Interfacial Phase Modulation-Induced Structural Distortion, Band Gap Reduction, And Nonlinear Optical Activity In Tin-Incorporated Ga2o3

We report the structural chemistry and optical properties of tin (Sn)-mixed gallium oxide (Ga2O3) compounds, where the interfacial phase modulationinduced structural distortion in turn induces variations in the band gap and nonlinear optical activity. The Sn incorporation into Ga2O3 causes significant reduction in the band gap and induces nonlinear optical activity upon chemical composition tuning. Detailed investigation performed on the structural chemistry, phase stabilization, surface morphology, and optical and electrochemical properties of Sn-mixed Ga2O3 compounds (Ga2-2xSnxO3, 0.00 <= x <= 0.3, Ga-Sn-O) indicates that the Sn-incorporation-induced effects are significant. To produce Ga-Sn-O materials of high structural and chemical quality, we adopted a simple solid-state chemical reaction route involving first calcining and then sintering the material at higher temperatures. Structural chemistry analyses of sintered Ga-Sn-O compounds by X-ray diffraction (XRD) showed solid solution formation at lower Sn concentrations (x <= 0.10). The XRD analyses indicate the SnO2 secondary phase formation at higher (x > 0.10) Sn concentrations. Surface morphology analysis using scanning electron microscopy (SEM) also showed a positive relationship between phase separation and Sn concentration. Optical absorption spectra showed a substantial redshift in the band gap (E-g), which would allow Ga-Sn-O compounds to have wide spectral selectivity. At higher Sn concentrations (x = 0.25-0.30), corroborating with structural/chemical analyses, an additional lower-energy sub-band transition that explicitly corresponds to SnO2 appears in the optical absorption data. Importantly, the evidence of nonlinear optical activity in Ga-Sn-O, which is otherwise not traditionally known for such an activity, as well as dipolar- and quadrupolar-shaped dependence of activity with the polarization angle of the excitation source was detected.

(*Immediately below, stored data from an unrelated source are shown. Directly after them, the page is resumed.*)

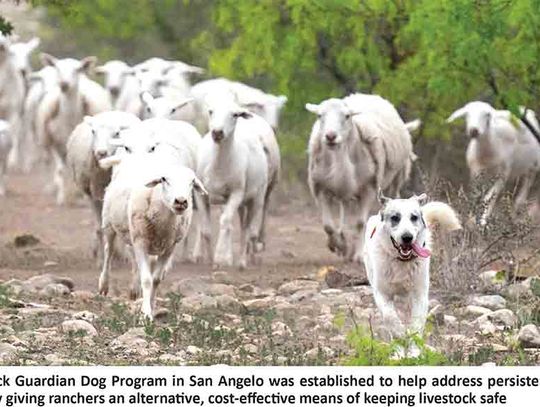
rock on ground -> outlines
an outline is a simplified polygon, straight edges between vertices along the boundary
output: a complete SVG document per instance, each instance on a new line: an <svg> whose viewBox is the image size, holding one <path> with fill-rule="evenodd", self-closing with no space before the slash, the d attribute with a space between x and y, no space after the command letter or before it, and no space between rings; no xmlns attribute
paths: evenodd
<svg viewBox="0 0 540 407"><path fill-rule="evenodd" d="M524 348L540 348L540 330L536 325L525 325L519 330L517 339Z"/></svg>

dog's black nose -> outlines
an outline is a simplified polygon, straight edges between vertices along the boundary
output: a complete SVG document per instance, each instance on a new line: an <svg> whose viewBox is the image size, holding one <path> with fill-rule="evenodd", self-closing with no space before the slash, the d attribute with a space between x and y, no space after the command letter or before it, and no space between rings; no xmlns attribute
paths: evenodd
<svg viewBox="0 0 540 407"><path fill-rule="evenodd" d="M411 235L410 233L403 233L401 235L401 241L405 244L410 244L413 241L413 235Z"/></svg>

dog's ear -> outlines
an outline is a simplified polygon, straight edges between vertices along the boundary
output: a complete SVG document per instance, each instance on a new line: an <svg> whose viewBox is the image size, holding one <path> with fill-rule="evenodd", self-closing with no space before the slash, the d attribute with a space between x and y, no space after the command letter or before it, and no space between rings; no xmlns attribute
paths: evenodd
<svg viewBox="0 0 540 407"><path fill-rule="evenodd" d="M379 191L377 192L377 199L379 200L379 203L382 206L386 205L388 201L391 200L390 198L387 198L386 196L383 195L383 191L381 188L379 188Z"/></svg>
<svg viewBox="0 0 540 407"><path fill-rule="evenodd" d="M416 199L420 206L424 205L428 199L426 194L413 195L411 199Z"/></svg>

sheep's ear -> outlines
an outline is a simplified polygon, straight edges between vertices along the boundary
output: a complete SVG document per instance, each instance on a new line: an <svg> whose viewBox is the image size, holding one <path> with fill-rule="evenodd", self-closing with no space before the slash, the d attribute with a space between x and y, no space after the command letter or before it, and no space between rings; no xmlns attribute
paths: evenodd
<svg viewBox="0 0 540 407"><path fill-rule="evenodd" d="M193 74L197 74L197 75L202 75L206 72L206 69L204 68L200 68L198 66L195 66L195 65L186 65L185 66L185 71L187 73L193 73Z"/></svg>
<svg viewBox="0 0 540 407"><path fill-rule="evenodd" d="M171 109L173 112L177 111L177 110L180 110L181 108L183 108L185 105L187 105L188 103L191 103L193 102L195 99L193 98L186 98L186 99L182 99L180 101L178 101L178 103Z"/></svg>
<svg viewBox="0 0 540 407"><path fill-rule="evenodd" d="M39 47L40 43L41 43L41 39L39 37L34 37L26 43L26 46L28 47L29 52L32 52L37 47Z"/></svg>
<svg viewBox="0 0 540 407"><path fill-rule="evenodd" d="M45 52L41 53L39 59L41 60L41 64L43 66L56 66L56 63L58 62L58 59Z"/></svg>
<svg viewBox="0 0 540 407"><path fill-rule="evenodd" d="M407 131L409 133L418 130L421 125L422 125L422 120L420 119L415 119L415 120L405 123L405 127L407 128Z"/></svg>
<svg viewBox="0 0 540 407"><path fill-rule="evenodd" d="M27 79L28 79L28 82L30 83L35 83L38 81L43 82L43 78L37 73L31 73L30 75L28 75Z"/></svg>
<svg viewBox="0 0 540 407"><path fill-rule="evenodd" d="M122 72L122 75L124 75L124 76L129 76L129 75L135 76L135 73L136 72L135 72L134 68L128 68L124 72Z"/></svg>
<svg viewBox="0 0 540 407"><path fill-rule="evenodd" d="M260 102L246 102L242 103L242 106L246 109L263 109L264 105Z"/></svg>
<svg viewBox="0 0 540 407"><path fill-rule="evenodd" d="M415 199L420 205L424 205L428 199L428 196L426 194L413 195L411 199Z"/></svg>
<svg viewBox="0 0 540 407"><path fill-rule="evenodd" d="M463 106L461 109L456 110L454 113L446 119L446 123L452 123L454 120L459 119L467 114L467 107Z"/></svg>
<svg viewBox="0 0 540 407"><path fill-rule="evenodd" d="M362 111L360 110L353 110L353 109L349 109L349 115L350 116L355 116L357 114L362 114Z"/></svg>
<svg viewBox="0 0 540 407"><path fill-rule="evenodd" d="M383 195L381 188L379 188L379 191L377 192L377 199L382 206L385 206L389 201L391 201L390 198Z"/></svg>
<svg viewBox="0 0 540 407"><path fill-rule="evenodd" d="M98 75L105 75L105 67L103 65L96 66L94 72Z"/></svg>
<svg viewBox="0 0 540 407"><path fill-rule="evenodd" d="M313 103L306 103L306 110L314 114L320 114L321 111L319 105L315 105Z"/></svg>
<svg viewBox="0 0 540 407"><path fill-rule="evenodd" d="M277 100L278 106L283 107L283 106L285 106L285 103L287 103L287 100L289 100L289 99L287 99L287 96L285 96L285 95L279 95L279 96L276 97L276 100Z"/></svg>
<svg viewBox="0 0 540 407"><path fill-rule="evenodd" d="M146 187L147 188L154 188L156 185L166 183L166 182L167 182L167 180L165 179L165 177L159 177L159 178L153 179L150 182L147 182Z"/></svg>
<svg viewBox="0 0 540 407"><path fill-rule="evenodd" d="M94 119L92 118L92 116L84 116L83 122L88 126L92 127L92 125L94 124Z"/></svg>
<svg viewBox="0 0 540 407"><path fill-rule="evenodd" d="M154 97L152 96L152 94L146 90L144 92L141 92L139 94L139 97L146 106L150 105L150 103L154 101Z"/></svg>
<svg viewBox="0 0 540 407"><path fill-rule="evenodd" d="M241 117L242 119L249 119L253 117L253 113L248 112L247 110L237 110L233 113L234 117Z"/></svg>
<svg viewBox="0 0 540 407"><path fill-rule="evenodd" d="M125 146L126 146L125 143L124 143L124 141L121 140L121 139L118 139L118 138L116 138L116 139L111 138L111 139L109 140L109 144L110 144L111 146L115 146L115 147L125 147Z"/></svg>
<svg viewBox="0 0 540 407"><path fill-rule="evenodd" d="M193 178L193 188L202 196L208 196L208 191L206 190L204 184L197 177Z"/></svg>
<svg viewBox="0 0 540 407"><path fill-rule="evenodd" d="M97 58L94 56L81 59L81 66L79 72L88 72L97 62Z"/></svg>

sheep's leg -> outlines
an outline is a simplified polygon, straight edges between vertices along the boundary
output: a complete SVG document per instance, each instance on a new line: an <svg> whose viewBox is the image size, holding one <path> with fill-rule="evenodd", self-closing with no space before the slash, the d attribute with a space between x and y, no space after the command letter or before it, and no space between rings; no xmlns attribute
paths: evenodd
<svg viewBox="0 0 540 407"><path fill-rule="evenodd" d="M197 240L197 234L199 232L198 215L194 214L191 218L191 225L187 232L186 237L182 240L182 260L188 263L194 263L195 259L193 253L190 253L189 246L191 242Z"/></svg>
<svg viewBox="0 0 540 407"><path fill-rule="evenodd" d="M257 247L255 248L257 252L262 252L266 248L266 216L268 215L268 205L270 203L270 195L272 194L273 190L274 185L268 185L264 195L261 230L259 231L259 239L257 242Z"/></svg>
<svg viewBox="0 0 540 407"><path fill-rule="evenodd" d="M532 184L534 183L534 174L525 176L523 182L519 188L518 194L514 201L514 211L517 213L523 205L527 202L527 197L529 196L529 191Z"/></svg>
<svg viewBox="0 0 540 407"><path fill-rule="evenodd" d="M254 260L257 240L259 238L260 227L258 229L253 227L254 214L255 214L255 201L252 200L245 205L244 221L241 223L242 239L240 243L240 269L247 267L247 258L251 255L251 260ZM260 225L259 225L260 226Z"/></svg>
<svg viewBox="0 0 540 407"><path fill-rule="evenodd" d="M103 242L103 268L99 276L99 293L107 295L109 293L109 273L111 271L112 255L116 233L108 228L105 230Z"/></svg>
<svg viewBox="0 0 540 407"><path fill-rule="evenodd" d="M152 307L155 307L156 305L156 295L157 290L159 288L159 285L164 280L165 275L167 274L167 271L169 270L172 259L174 254L174 246L172 246L170 249L166 250L163 254L158 256L155 264L155 268L153 270L153 287L152 287Z"/></svg>
<svg viewBox="0 0 540 407"><path fill-rule="evenodd" d="M139 277L139 268L133 250L129 250L129 260L131 262L131 288L129 289L129 299L135 301L141 297L141 278Z"/></svg>
<svg viewBox="0 0 540 407"><path fill-rule="evenodd" d="M0 196L4 196L6 194L6 168L7 163L5 160L3 160L0 163Z"/></svg>
<svg viewBox="0 0 540 407"><path fill-rule="evenodd" d="M233 265L232 231L234 215L242 203L243 191L235 191L229 196L229 200L223 209L219 219L219 236L216 245L216 266Z"/></svg>
<svg viewBox="0 0 540 407"><path fill-rule="evenodd" d="M238 208L238 218L240 220L240 241L243 242L245 239L245 230L246 230L246 222L247 222L247 216L248 216L248 205L240 205Z"/></svg>
<svg viewBox="0 0 540 407"><path fill-rule="evenodd" d="M497 199L499 198L505 183L506 178L499 178L484 197L485 210L480 218L480 225L487 225L487 219L491 216L491 212L493 212L493 209L495 208L495 204L497 203Z"/></svg>
<svg viewBox="0 0 540 407"><path fill-rule="evenodd" d="M264 222L265 196L257 196L248 208L248 220L246 222L247 249L251 254L250 262L256 264L256 247L259 243L260 231ZM251 250L249 250L251 248Z"/></svg>
<svg viewBox="0 0 540 407"><path fill-rule="evenodd" d="M103 201L101 199L91 200L92 210L96 216L96 236L94 238L94 247L92 248L92 255L99 262L103 257L103 231L101 229L101 212L103 211Z"/></svg>
<svg viewBox="0 0 540 407"><path fill-rule="evenodd" d="M142 243L137 242L133 245L133 253L139 269L142 289L142 306L143 315L149 320L153 319L152 298L154 297L154 279L152 275L152 262L148 254L145 252Z"/></svg>
<svg viewBox="0 0 540 407"><path fill-rule="evenodd" d="M212 252L212 224L210 217L210 201L208 197L195 195L197 200L198 230L195 232L195 243L193 245L193 257L197 263L201 263L206 254L207 261L212 263L214 254ZM206 252L206 253L203 253Z"/></svg>
<svg viewBox="0 0 540 407"><path fill-rule="evenodd" d="M346 242L343 230L336 230L334 223L334 215L332 212L332 199L324 193L320 193L317 197L322 212L322 222L324 231L328 237L328 248L331 252L338 255L345 255Z"/></svg>
<svg viewBox="0 0 540 407"><path fill-rule="evenodd" d="M54 169L54 186L56 188L56 203L63 205L66 201L66 186L64 182L65 165L60 153L53 149L53 157L55 163Z"/></svg>
<svg viewBox="0 0 540 407"><path fill-rule="evenodd" d="M388 196L391 198L400 198L401 197L401 188L403 187L403 184L405 183L405 170L399 171L396 176L394 177L394 180L388 187Z"/></svg>
<svg viewBox="0 0 540 407"><path fill-rule="evenodd" d="M372 189L369 189L362 197L362 200L358 202L358 212L354 224L356 239L354 243L354 251L352 252L351 258L353 262L358 264L363 264L363 252L365 243L364 229L369 219L371 209L375 204L375 200L376 192Z"/></svg>
<svg viewBox="0 0 540 407"><path fill-rule="evenodd" d="M11 117L8 119L10 124L10 134L12 140L12 147L8 156L8 167L13 169L18 169L20 166L21 159L21 129L22 123L19 118L19 113L14 112Z"/></svg>

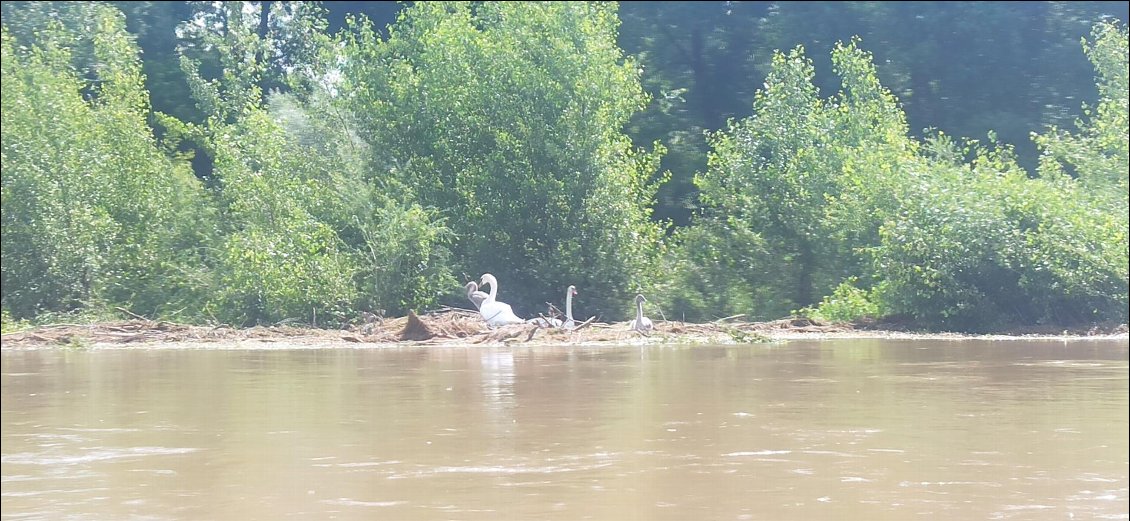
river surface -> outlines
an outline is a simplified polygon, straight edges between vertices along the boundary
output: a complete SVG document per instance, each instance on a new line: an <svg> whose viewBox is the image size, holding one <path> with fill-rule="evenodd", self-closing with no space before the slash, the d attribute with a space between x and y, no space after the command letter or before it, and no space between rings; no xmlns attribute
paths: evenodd
<svg viewBox="0 0 1130 521"><path fill-rule="evenodd" d="M3 519L1128 519L1128 346L4 349Z"/></svg>

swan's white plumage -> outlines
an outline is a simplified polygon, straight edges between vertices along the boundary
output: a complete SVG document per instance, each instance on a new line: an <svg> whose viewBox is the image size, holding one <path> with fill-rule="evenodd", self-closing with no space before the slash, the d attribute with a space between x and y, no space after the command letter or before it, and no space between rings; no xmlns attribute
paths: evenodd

At higher concentrations (x >= 0.15), Sn was found to be insoluble, which can be attributed to Ga2O3 and SnO2 possessing different formation enthalpies and cation (Ga3+ and Sn4+) chemistries. The fundamental scientific understanding of the interdependence of synthetic conditions, structure, chemistry, and optical and electrochemical properties could be useful to optimize Ga-Sn-O inorganic compounds for optical, optoelectronic, and photocatalytic device applications.